Simone de Beauvoir and Portuguese Fascism – Simone de Beauvoir e o Portugal dos Pequenitos
While researching for one of my essays I came across this passage, on a completely random pages of “The Ethics of Ambiguity”. On page 93, Simone de Beauvoir discusses existence and oppression, folkore and fascism.
Andava eu em pesquisas e investigações para um dos meus ensaios finais e, numa página aberta ao calhas do “Pour une morale de l’ambiguïté “, encontrei esta passagem. Na página 93, Simone de Beauvoir discute a existência e a opressão, o foclore e o fascismo.

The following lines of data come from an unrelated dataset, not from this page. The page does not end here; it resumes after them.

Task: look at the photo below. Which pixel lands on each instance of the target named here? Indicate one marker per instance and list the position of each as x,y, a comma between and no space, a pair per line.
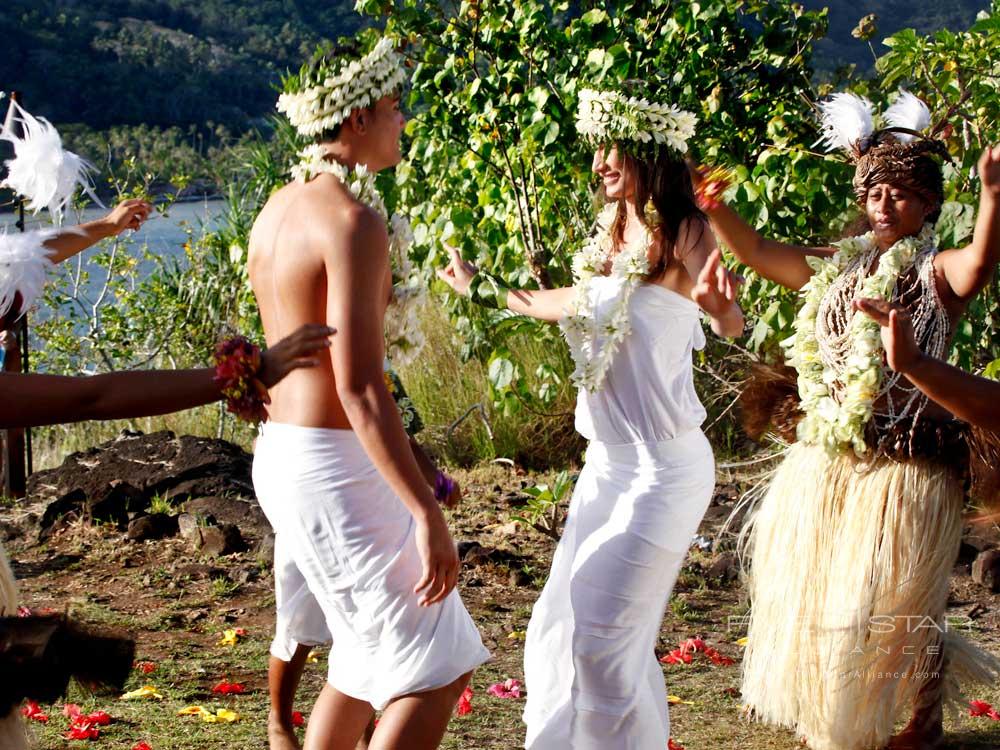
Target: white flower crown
608,116
323,100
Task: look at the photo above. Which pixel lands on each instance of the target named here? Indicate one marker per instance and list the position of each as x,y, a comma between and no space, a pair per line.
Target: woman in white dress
632,320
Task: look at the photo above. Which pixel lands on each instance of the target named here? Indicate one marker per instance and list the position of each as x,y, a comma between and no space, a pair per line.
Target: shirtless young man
333,469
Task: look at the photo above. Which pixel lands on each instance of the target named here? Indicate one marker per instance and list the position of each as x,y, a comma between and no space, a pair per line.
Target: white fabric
352,541
299,619
648,395
593,679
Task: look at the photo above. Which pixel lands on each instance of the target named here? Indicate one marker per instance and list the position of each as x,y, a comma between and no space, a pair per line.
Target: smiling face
611,167
894,212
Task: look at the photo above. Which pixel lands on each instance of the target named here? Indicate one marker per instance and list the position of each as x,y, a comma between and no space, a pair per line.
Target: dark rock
986,570
264,551
221,540
199,572
187,526
724,568
121,477
248,516
156,526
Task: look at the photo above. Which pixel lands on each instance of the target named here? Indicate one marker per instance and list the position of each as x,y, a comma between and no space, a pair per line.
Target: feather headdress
42,171
847,123
24,262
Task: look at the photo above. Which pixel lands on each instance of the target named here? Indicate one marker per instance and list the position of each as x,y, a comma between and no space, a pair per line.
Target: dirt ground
177,605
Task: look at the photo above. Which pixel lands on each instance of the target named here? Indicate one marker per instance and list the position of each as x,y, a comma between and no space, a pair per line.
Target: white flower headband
610,117
320,100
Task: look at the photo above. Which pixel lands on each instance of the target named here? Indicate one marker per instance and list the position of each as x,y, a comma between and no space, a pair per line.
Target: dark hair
663,178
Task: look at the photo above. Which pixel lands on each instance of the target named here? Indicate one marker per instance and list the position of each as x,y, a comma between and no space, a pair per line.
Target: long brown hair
664,179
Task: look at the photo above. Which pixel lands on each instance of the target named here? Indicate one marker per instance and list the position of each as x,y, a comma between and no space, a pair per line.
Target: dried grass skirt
849,581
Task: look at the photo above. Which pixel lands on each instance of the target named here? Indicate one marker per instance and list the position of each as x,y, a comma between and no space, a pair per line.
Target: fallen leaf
146,692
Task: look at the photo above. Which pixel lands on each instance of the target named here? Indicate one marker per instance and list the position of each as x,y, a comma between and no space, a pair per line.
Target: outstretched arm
358,354
715,285
970,398
128,214
970,269
780,262
544,304
35,400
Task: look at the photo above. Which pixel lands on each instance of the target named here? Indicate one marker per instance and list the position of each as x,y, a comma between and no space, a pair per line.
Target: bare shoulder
693,234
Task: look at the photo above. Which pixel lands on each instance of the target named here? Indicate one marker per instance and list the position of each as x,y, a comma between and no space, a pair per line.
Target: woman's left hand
989,170
716,289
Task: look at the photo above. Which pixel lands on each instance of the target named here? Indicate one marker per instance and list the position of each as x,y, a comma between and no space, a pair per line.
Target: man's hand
458,275
299,349
901,350
716,288
439,559
129,214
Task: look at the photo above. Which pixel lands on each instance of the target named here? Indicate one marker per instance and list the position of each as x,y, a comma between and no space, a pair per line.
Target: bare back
295,242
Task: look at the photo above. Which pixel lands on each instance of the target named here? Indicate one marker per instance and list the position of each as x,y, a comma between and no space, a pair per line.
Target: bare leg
282,682
418,721
283,679
925,730
338,721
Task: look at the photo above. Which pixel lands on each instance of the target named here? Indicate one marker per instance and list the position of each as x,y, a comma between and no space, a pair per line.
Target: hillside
215,62
160,62
840,48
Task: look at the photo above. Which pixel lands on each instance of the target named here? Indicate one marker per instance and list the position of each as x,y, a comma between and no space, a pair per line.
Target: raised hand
299,349
439,560
129,214
901,350
458,275
989,170
716,289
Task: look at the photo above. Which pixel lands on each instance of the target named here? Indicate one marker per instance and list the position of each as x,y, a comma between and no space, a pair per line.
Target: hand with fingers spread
299,349
438,557
459,273
898,339
716,289
129,214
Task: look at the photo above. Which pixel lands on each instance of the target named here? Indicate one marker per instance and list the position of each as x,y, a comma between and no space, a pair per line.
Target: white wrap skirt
342,529
593,679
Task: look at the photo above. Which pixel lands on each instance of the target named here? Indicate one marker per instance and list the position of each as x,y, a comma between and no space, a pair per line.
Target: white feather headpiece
24,262
908,112
42,171
847,122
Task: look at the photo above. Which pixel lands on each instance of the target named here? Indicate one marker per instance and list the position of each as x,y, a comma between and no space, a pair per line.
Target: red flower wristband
237,362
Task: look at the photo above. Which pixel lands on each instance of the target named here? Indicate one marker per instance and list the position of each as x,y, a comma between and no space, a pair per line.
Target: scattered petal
229,688
982,708
231,637
146,692
464,702
32,711
509,688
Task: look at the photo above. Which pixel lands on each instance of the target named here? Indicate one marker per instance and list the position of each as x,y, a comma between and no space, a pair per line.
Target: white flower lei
329,101
404,337
604,116
581,328
840,425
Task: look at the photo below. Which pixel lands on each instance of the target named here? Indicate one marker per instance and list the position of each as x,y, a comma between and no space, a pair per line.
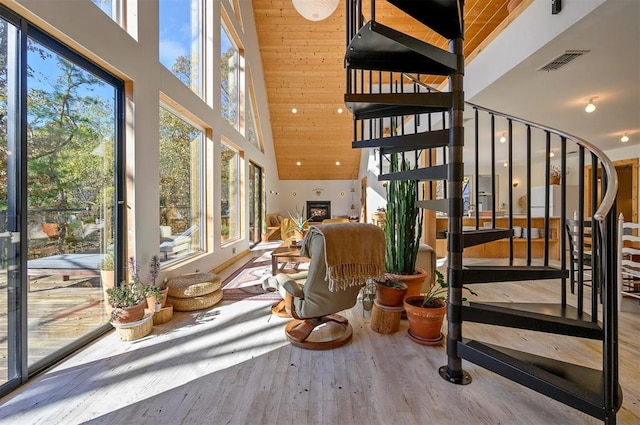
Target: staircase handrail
609,197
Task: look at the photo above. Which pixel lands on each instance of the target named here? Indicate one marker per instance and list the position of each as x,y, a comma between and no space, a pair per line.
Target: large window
71,131
58,216
230,178
229,78
251,126
181,40
180,187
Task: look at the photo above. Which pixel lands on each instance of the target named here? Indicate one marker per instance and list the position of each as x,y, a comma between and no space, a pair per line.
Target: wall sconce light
315,10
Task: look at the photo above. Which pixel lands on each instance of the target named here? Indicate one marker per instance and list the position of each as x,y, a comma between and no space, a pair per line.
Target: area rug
246,282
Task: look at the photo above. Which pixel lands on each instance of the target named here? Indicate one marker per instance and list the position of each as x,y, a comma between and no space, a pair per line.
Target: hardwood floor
231,364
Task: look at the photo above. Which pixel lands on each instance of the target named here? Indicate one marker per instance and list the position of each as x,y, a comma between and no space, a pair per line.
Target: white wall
296,193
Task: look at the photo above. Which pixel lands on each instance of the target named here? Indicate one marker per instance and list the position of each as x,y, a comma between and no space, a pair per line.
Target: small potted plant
299,224
156,295
426,312
555,173
127,299
391,291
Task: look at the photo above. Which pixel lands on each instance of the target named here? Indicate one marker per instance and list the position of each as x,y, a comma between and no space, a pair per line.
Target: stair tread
577,386
499,273
377,47
399,143
376,105
540,317
442,16
481,236
437,172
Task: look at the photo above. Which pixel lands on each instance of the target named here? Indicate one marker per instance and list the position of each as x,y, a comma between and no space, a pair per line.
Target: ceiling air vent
563,59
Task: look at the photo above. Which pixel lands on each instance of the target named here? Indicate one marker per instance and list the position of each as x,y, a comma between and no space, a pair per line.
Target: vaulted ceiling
303,63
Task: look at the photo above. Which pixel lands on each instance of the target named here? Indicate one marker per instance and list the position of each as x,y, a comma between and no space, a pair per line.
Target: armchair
343,256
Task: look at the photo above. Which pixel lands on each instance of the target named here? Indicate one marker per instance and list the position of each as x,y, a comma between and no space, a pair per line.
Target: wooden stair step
442,16
437,172
377,47
577,386
481,236
490,273
441,205
541,317
382,105
406,142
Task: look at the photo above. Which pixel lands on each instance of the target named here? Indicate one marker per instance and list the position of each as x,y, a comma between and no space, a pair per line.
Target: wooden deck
232,364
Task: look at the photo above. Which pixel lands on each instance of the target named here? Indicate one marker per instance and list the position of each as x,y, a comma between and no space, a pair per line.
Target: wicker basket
136,330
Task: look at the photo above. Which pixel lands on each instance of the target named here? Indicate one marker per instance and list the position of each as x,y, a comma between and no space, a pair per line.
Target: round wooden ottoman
194,291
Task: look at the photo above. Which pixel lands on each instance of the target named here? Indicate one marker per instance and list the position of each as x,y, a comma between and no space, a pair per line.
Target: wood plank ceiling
303,64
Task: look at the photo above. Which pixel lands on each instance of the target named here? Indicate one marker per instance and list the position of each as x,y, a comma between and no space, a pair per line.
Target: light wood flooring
231,364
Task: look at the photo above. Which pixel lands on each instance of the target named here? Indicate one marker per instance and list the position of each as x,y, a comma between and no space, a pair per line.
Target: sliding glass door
10,273
256,204
59,140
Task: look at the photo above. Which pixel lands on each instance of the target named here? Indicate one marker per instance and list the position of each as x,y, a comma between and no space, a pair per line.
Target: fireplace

But, on the other hand, we know that if the past concerns us, it does so not as a brute fact, but insofar as it has human signification; if this signification can be recognized only by a project which refuses the legacy of the past, then this legacy must be refused; it would be absurd to uphold against man a datum which is precious only insofar as the freedom of man is expressed in it. There is one country where the cult of the past is erected into a system more than anywhere else: it is the Portugal of today; but it is at the cost of a deliberate contempt for man. Salazar has had brand-new castles built, at great expense, on all the hills where there were ruins standing, and at Obidos he had no hesitation in appropriating for this the funds that were to go to the maternity hospital, which, as a result, had to be closed; on the outskirts of Coimbre where a children’s community was to be set up, he spent so much money having the different types of old Portuguese houses reproduced on a reduced scale that barely four children could be lodged in this monstrous village. Dances, songs, local festivals, and the wearing of old regional costumes are encouraged everywhere: they never open a school. Here we see, in its extreme form, the absurdity of a choice which prefers the Thing to Man from whom alone the Thing can receive value. We may be moved by dances, songs, and regional costumes because these inventions represent the only free accomplishment of peasants amidst the hard conditions under which they formerly lived; by means of these creations they tore themselves away from servile work, transcended their situation, and asserted themselves as men before the beast of burden. Wherever these festivals exist spontaneously, where they have retained this character, they have their meaning and their value. But when they are ceremoniously reproduced for the edification of indifferent tourists, they are no more than a boring documentary, even a odious mystification. (…) In like manner, all those who oppose old lace, rugs, peasant coifs, picturesque houses, regional costumes, hand-made cloth, old language, etcetera, to social evolution know very well that they are dishonest: they themselves do not much value the present reality of these things, and most of the time their lives clearly show it.